Stopping a process is more complicated. When a process stops a POSIX signal is passed from the kernel to the process.
Depending on the type of signal and whether the signal is sent directly to a process, or to a parent process impacts
what the code in the process can do about the signal. Ideally a process would be able to clean up resources and exit on
its own accord. SIGINT and SIGTERM signals can be trapped by code. But when they show up is inconsistent. Depending on a
number of factors a process could get a single SIGINT, maybe a SIGINT then a SIGTERM, maybe just a SIGTERM, maybe a
SIGTERM then a SIGINT. Sometimes a SIGINT on parent process propagates to child processes. Sometimes it doesn't.
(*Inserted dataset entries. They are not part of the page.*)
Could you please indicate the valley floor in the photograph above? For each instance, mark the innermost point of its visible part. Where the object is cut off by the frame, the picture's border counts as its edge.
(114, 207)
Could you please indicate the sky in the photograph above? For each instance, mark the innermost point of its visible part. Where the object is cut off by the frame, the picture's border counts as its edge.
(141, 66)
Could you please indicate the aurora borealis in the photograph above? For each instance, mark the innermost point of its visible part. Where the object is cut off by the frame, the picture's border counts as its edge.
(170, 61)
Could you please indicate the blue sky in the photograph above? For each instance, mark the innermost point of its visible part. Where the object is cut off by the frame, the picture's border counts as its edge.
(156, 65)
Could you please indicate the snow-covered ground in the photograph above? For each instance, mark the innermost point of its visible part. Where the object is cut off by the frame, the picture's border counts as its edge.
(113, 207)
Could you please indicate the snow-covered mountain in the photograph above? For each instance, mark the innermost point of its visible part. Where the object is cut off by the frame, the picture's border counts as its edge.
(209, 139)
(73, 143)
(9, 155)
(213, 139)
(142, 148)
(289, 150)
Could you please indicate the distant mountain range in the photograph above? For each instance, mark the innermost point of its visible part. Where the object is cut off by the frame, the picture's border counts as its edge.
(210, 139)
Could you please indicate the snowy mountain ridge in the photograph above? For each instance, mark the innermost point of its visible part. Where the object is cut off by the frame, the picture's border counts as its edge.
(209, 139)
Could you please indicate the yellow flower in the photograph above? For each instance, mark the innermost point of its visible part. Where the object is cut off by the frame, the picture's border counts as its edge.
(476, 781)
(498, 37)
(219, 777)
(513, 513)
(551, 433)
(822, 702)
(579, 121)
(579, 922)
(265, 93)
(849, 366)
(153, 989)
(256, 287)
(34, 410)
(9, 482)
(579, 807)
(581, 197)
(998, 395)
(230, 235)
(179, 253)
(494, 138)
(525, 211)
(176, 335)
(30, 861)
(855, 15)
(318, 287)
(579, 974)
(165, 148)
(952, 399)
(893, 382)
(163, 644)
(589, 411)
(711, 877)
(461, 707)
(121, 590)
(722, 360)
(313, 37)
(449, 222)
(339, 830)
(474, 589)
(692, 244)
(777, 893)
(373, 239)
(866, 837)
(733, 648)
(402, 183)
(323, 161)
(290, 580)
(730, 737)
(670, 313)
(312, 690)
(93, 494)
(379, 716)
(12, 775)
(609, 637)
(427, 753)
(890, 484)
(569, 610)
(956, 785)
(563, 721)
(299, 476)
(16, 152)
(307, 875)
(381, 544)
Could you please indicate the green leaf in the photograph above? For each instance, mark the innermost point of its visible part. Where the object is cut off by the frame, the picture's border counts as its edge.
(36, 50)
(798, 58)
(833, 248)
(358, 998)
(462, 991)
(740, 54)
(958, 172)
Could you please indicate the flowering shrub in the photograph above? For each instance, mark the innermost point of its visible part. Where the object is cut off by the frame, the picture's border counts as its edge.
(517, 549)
The result is that multiple signals from the OS are possible which can result in more, less or the same number of
signals propagating to child processes. It looks something like this, where pipe (|) is a SIGINT, SIGTERM or SIGKILL
signal.
code
=|=|==||==
process
=|===|=|=
kernel
An ideal scenario would look like this.
code
=|=====
process
=||==|=|=|=
kernel
In this scenario all the signals are compressed into a single coherent event. Daemonix implements in code, thus
it is independent of your OS. Daemonix runs here, with your code, filtering the POSIX signals.
code
--|----
daemonix
=|=|==||==
process
=||==|=|=|=
kernel
In order to achieve this Daemonix implements the following logic to process signals in the master and worker processes.
Master Process
The master process funnels all trappable signal types into a single stream of events. The first signal triggers graceful
shutdown. It doesn't matter if the signal is a SIGINT or SIGTERM. Master process will issue a SIGTERM to each worker
process and wait for them to shutdown. If they don't shutdown within timeout master process sends a SIGKILL, which
forces the process to halt immediately.
If the master gets a second signal from the user after the first is being processed, master will force shutdown workers
and itself. Essentially master will SIGKILL the worker processes and then itself. This is useful for when a process is
hanging on shutdown, perhaps due to an uncaught exception, resource issue like thrashing or some other problem. In these
cases an administrator may simply issue the a second Ctrl+C or issue an OS level signal twice to force a shutdown
without having to restart the server, which may also hang if the process won't exit.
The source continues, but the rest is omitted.